Scornik J C, Clapp W, Patton P R, Van der Werf W J, Hemming A W, Reed A I, Howard R J
Department of Pathology, University of Florida College of Medicine, Gainesville 32610, USA.
Transplantation. 2001 Apr 27;71(8):1098-102. doi: 10.1097/00007890-200104270-00015.
The clinical significance of the flow cytometry crossmatch has been addressed in several retrospective studies, but the results have been controversial. There are no prospective studies in which patients known to be antibody positive underwent transplantation.

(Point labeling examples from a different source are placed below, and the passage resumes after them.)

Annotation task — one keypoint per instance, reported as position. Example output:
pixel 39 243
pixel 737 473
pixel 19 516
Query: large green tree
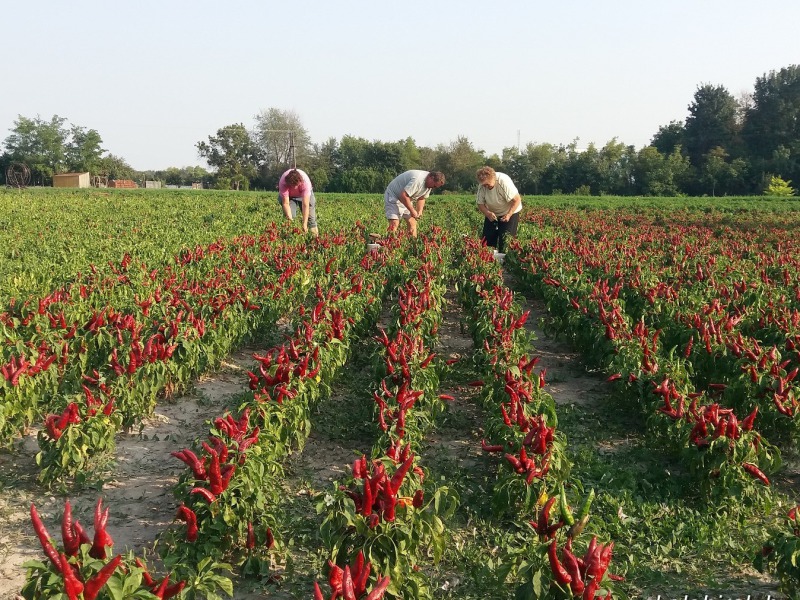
pixel 40 144
pixel 459 161
pixel 669 137
pixel 115 167
pixel 772 124
pixel 657 174
pixel 83 151
pixel 234 154
pixel 712 122
pixel 282 143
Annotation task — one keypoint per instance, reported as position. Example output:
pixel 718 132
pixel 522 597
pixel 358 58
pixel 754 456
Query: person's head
pixel 434 179
pixel 486 177
pixel 293 178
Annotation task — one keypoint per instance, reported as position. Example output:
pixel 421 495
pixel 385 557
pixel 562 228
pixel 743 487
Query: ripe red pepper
pixel 96 583
pixel 491 448
pixel 318 592
pixel 210 497
pixel 72 585
pixel 44 539
pixel 379 589
pixel 70 538
pixel 270 538
pixel 560 573
pixel 188 516
pixel 756 472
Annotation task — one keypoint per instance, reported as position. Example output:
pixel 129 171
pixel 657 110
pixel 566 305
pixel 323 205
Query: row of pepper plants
pixel 388 512
pixel 698 323
pixel 106 348
pixel 521 427
pixel 634 309
pixel 228 496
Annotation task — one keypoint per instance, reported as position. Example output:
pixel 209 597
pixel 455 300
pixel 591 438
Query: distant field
pixel 629 375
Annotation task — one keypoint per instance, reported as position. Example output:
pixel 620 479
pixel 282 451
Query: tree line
pixel 725 146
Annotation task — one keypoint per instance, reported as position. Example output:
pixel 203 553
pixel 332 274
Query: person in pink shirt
pixel 295 192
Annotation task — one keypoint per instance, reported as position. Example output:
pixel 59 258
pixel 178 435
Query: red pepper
pixel 399 475
pixel 756 472
pixel 188 516
pixel 251 536
pixel 348 589
pixel 318 592
pixel 335 578
pixel 72 585
pixel 571 566
pixel 270 538
pixel 491 448
pixel 210 497
pixel 95 584
pixel 102 539
pixel 71 541
pixel 379 589
pixel 560 573
pixel 44 539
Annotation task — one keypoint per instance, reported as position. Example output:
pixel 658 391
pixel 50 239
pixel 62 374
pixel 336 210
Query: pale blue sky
pixel 156 77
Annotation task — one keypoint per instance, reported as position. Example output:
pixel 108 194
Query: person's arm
pixel 515 202
pixel 306 210
pixel 483 208
pixel 287 211
pixel 405 200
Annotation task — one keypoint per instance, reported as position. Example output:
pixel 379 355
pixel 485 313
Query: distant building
pixel 72 180
pixel 122 183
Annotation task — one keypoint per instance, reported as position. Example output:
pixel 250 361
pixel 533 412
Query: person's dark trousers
pixel 495 232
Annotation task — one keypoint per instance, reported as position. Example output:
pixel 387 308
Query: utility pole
pixel 291 142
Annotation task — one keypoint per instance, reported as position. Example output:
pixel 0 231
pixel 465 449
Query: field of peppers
pixel 397 432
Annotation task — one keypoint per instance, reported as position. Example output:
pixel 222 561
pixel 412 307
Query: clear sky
pixel 155 77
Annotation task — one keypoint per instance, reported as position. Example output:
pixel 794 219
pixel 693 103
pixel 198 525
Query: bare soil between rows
pixel 139 490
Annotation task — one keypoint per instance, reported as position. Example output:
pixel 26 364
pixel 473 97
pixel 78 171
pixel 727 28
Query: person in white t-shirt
pixel 404 191
pixel 500 203
pixel 296 195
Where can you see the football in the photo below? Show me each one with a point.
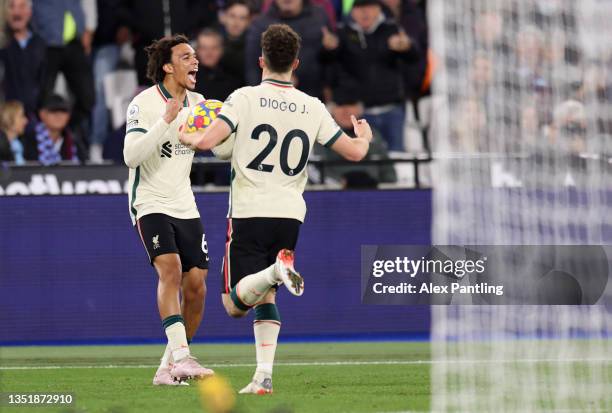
(202, 115)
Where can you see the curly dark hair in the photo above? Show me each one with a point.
(159, 53)
(280, 45)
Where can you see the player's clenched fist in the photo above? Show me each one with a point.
(173, 107)
(362, 128)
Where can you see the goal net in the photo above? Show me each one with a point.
(522, 137)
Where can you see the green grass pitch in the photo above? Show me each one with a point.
(310, 377)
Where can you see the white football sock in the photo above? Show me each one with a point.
(166, 358)
(266, 336)
(177, 341)
(253, 288)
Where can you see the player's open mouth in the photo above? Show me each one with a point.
(191, 75)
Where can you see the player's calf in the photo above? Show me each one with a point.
(230, 307)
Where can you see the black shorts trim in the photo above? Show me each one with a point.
(252, 245)
(162, 234)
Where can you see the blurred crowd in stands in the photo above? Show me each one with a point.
(364, 56)
(370, 58)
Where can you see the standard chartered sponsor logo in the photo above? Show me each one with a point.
(48, 184)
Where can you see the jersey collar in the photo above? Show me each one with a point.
(166, 95)
(278, 83)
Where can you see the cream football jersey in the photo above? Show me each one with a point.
(275, 129)
(161, 184)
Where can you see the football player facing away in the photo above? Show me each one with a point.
(275, 127)
(161, 202)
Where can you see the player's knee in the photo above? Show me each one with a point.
(169, 274)
(195, 292)
(269, 298)
(232, 310)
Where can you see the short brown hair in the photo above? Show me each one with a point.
(280, 46)
(8, 112)
(160, 53)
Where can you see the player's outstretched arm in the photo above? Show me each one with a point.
(139, 146)
(354, 149)
(208, 138)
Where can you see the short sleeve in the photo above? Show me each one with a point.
(136, 119)
(329, 131)
(233, 107)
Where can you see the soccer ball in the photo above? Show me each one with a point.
(202, 115)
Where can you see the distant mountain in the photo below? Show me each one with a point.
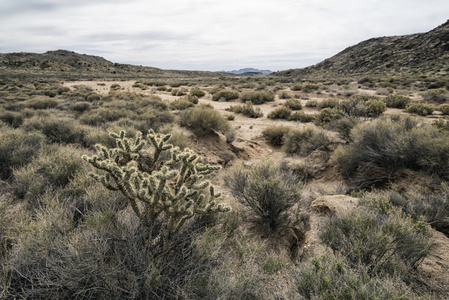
(68, 65)
(247, 71)
(422, 51)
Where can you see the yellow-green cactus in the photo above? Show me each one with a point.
(171, 190)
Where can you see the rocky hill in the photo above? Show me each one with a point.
(422, 51)
(63, 64)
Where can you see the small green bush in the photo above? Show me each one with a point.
(259, 97)
(247, 110)
(58, 130)
(196, 91)
(282, 112)
(301, 117)
(227, 95)
(275, 134)
(14, 119)
(420, 108)
(181, 104)
(293, 104)
(267, 190)
(326, 116)
(444, 109)
(331, 277)
(18, 148)
(437, 95)
(203, 120)
(304, 142)
(397, 101)
(41, 102)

The flow cytometry crossmatch was performed prospectively in 1130 renal transplant recipients. A decision to perform transplantation was based on whether the positive results were on T or B cells, in the current or peak specimen, and taking into account the presence or absence of other immunological risk factors. One hundred antibody-positive patients received a transplant. Graft survival and rejection episodes were analyzed in this group and compared with 100 crossmatch-negative patients matched for age, sex, race, and time of transplantation.

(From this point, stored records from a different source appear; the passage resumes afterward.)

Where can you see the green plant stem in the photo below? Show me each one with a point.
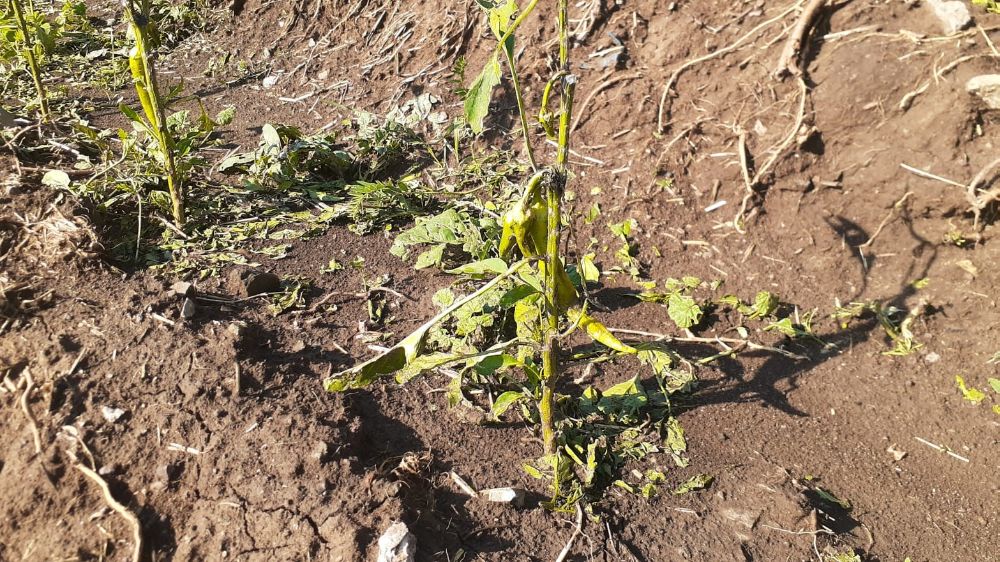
(554, 193)
(29, 53)
(521, 111)
(140, 27)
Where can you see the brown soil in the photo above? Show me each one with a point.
(282, 471)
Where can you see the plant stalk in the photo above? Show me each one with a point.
(29, 52)
(140, 28)
(554, 194)
(521, 111)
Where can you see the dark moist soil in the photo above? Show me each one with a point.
(276, 469)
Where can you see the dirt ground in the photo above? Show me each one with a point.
(228, 448)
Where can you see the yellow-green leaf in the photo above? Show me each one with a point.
(971, 394)
(598, 332)
(477, 99)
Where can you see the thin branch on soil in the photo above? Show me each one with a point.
(663, 113)
(980, 202)
(790, 63)
(29, 385)
(572, 538)
(930, 176)
(718, 340)
(237, 379)
(748, 183)
(907, 100)
(941, 449)
(777, 153)
(117, 507)
(823, 531)
(895, 207)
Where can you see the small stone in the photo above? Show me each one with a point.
(320, 452)
(112, 414)
(954, 15)
(987, 88)
(896, 453)
(188, 308)
(397, 544)
(168, 472)
(260, 283)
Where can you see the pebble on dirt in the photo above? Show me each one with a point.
(112, 414)
(188, 309)
(397, 544)
(987, 88)
(954, 15)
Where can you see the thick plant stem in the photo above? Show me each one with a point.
(149, 92)
(553, 263)
(166, 143)
(29, 53)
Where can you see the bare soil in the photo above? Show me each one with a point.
(230, 449)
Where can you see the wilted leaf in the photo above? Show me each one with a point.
(683, 310)
(477, 99)
(407, 350)
(56, 179)
(588, 269)
(599, 333)
(495, 266)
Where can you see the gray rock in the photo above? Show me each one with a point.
(987, 88)
(249, 282)
(954, 15)
(397, 544)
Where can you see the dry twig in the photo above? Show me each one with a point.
(572, 538)
(29, 385)
(117, 507)
(663, 112)
(790, 63)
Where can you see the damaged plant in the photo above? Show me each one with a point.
(520, 319)
(153, 121)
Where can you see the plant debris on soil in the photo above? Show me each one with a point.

The incidence of rejection at 1 month was higher in antibody-positive patients (26%) than in antibody-negative patients (12%, P<0.01). Early rejection seemed to be more frequent in antibody-positive patients regardless of whether the antibodies were current or historic, or against T or B cells. There were more steroid-resistant rejections in antibody-positive than in antibody-negative patients. However, biopsy specimens showed that vascular lesions that can be associated with humoral rejection were not more frequent in the antibody-positive patients than in the controls. There were no differences in graft survival between the two groups.
Low-level preformed alloantibodies detected by flow cytometry represent a risk of rejection even for patients purposely selected for having no additional immunological risk factors. The risk seems to be due to donor-specific memory rather than to a direct effect of the antibodies. The results indicate that flow cytometry provides useful information to assess donor-recipient compatibility.

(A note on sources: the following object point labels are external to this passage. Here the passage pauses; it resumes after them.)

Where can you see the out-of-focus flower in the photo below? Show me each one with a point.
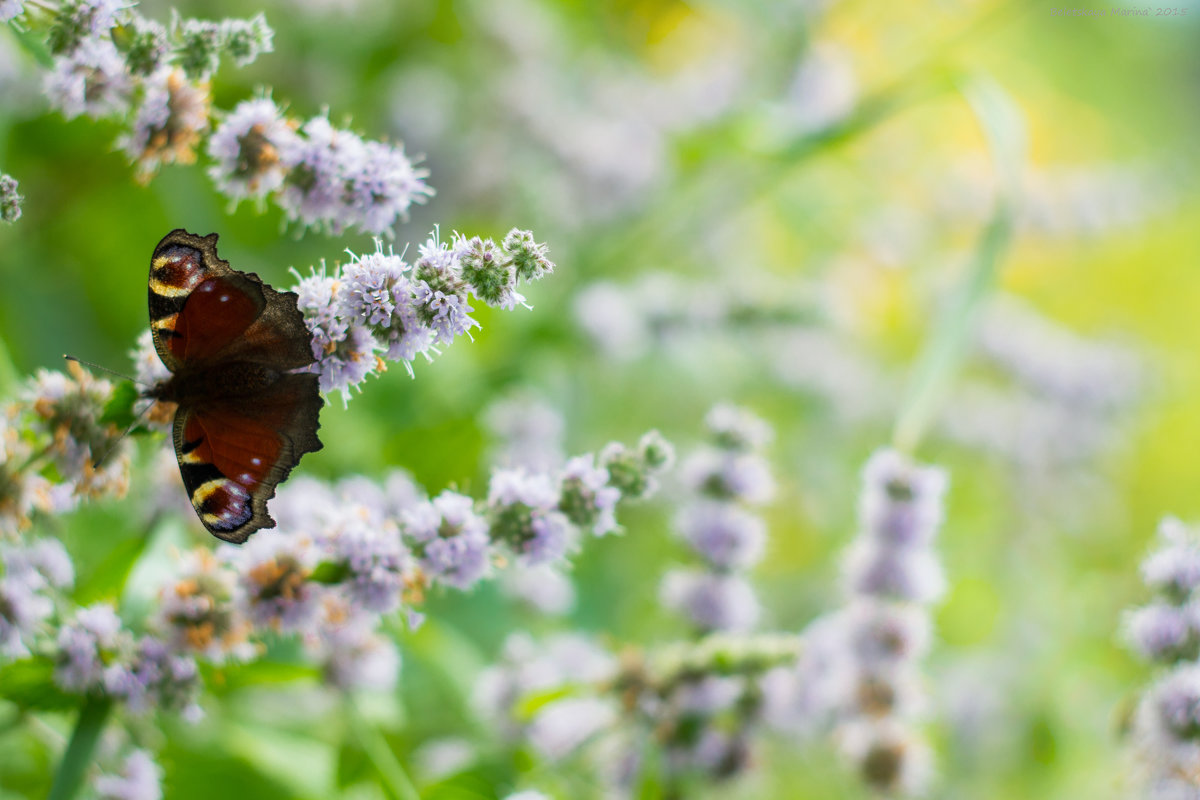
(529, 432)
(77, 22)
(10, 200)
(91, 79)
(139, 779)
(197, 612)
(274, 588)
(87, 644)
(522, 513)
(169, 122)
(246, 148)
(713, 601)
(586, 498)
(449, 539)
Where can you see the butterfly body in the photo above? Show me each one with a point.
(233, 344)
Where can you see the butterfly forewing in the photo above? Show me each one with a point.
(244, 420)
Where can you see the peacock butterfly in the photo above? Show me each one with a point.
(245, 415)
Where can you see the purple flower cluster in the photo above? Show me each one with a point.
(49, 441)
(31, 576)
(322, 176)
(349, 554)
(111, 61)
(726, 479)
(865, 656)
(381, 308)
(697, 702)
(1167, 632)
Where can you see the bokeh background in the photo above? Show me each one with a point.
(760, 202)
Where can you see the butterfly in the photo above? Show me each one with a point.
(233, 346)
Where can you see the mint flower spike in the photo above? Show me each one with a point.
(79, 20)
(726, 479)
(109, 61)
(867, 654)
(379, 308)
(1167, 632)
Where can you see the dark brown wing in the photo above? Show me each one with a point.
(233, 455)
(202, 310)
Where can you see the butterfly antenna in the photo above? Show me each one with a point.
(96, 366)
(108, 451)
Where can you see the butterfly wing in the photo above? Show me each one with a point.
(235, 439)
(203, 311)
(233, 455)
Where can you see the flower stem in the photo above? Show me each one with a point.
(79, 751)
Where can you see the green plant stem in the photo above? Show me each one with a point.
(81, 749)
(936, 366)
(395, 780)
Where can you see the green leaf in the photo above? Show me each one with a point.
(9, 377)
(119, 409)
(353, 765)
(258, 673)
(81, 749)
(330, 572)
(107, 581)
(1005, 130)
(30, 685)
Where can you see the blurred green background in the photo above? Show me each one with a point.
(685, 138)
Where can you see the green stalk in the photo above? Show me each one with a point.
(945, 350)
(81, 749)
(395, 780)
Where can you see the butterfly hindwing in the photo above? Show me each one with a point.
(233, 456)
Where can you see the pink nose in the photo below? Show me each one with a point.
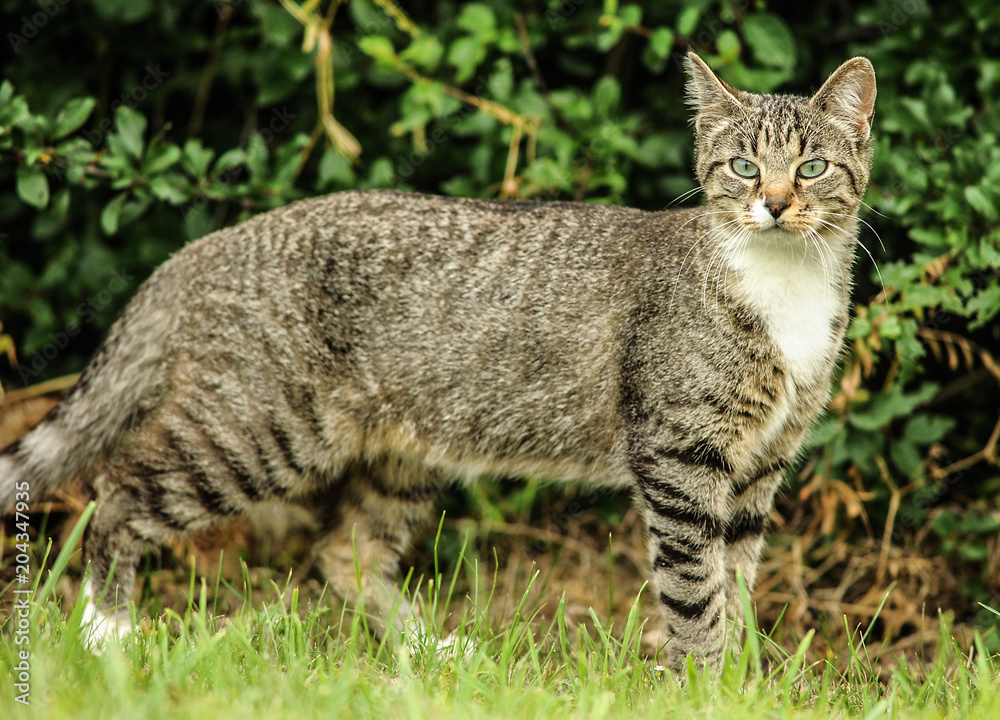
(775, 207)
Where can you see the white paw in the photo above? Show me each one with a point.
(100, 628)
(418, 638)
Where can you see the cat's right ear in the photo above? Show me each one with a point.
(714, 100)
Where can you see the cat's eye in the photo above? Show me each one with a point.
(812, 168)
(744, 168)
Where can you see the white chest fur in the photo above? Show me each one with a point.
(794, 294)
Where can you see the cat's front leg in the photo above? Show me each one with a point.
(684, 494)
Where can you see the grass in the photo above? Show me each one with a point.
(279, 659)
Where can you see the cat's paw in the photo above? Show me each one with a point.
(99, 628)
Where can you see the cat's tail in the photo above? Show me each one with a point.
(101, 406)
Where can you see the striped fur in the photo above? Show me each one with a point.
(370, 347)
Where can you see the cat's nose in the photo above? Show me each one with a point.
(775, 207)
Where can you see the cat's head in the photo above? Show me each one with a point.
(774, 163)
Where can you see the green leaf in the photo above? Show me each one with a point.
(980, 202)
(687, 21)
(661, 42)
(984, 305)
(924, 429)
(607, 94)
(465, 54)
(425, 52)
(162, 158)
(171, 187)
(728, 45)
(72, 116)
(770, 39)
(111, 213)
(906, 457)
(197, 157)
(130, 127)
(378, 47)
(478, 19)
(32, 186)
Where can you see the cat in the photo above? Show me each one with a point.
(374, 346)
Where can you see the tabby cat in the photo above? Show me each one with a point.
(373, 346)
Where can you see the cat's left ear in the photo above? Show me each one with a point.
(714, 100)
(849, 96)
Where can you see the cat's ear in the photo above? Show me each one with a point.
(709, 95)
(849, 96)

流式细胞术交叉配型的临床意义已在多项回顾性研究中得到探讨,但结果存在争议。目前尚无对已知抗体阳性患者进行移植的前瞻性研究。
对1130例肾移植受者前瞻性地进行流式细胞术交叉配型。根据阳性结果是出现在T细胞还是B细胞上、是当前标本还是峰值标本,并考虑其他免疫风险因素的存在与否来决定是否进行移植。100例抗体阳性患者接受了移植。对该组患者的移植物存活情况和排斥反应发作进行分析,并与100例年龄、性别、种族和移植时间相匹配的交叉配型阴性患者进行比较。
抗体阳性患者1个月时的排斥反应发生率(26%)高于抗体阴性患者(12%,P<0.01)。无论抗体是当前存在的还是既往存在的,是针对T细胞还是B细胞,抗体阳性患者早期排斥反应似乎更频繁。抗体阳性患者中激素抵抗性排斥反应比抗体阴性患者更多。然而,活检标本显示,与体液性排斥反应相关的血管病变在抗体阳性患者中并不比对照组更常见。两组移植物存活率无差异。
通过流式细胞术检测到的低水平预先形成的同种异体抗体即使对于特意选择无其他免疫风险因素的患者也代表着排斥风险。这种风险似乎是由于供体特异性记忆而非抗体的直接作用。结果表明流式细胞术为评估供受者相容性提供了有用信息。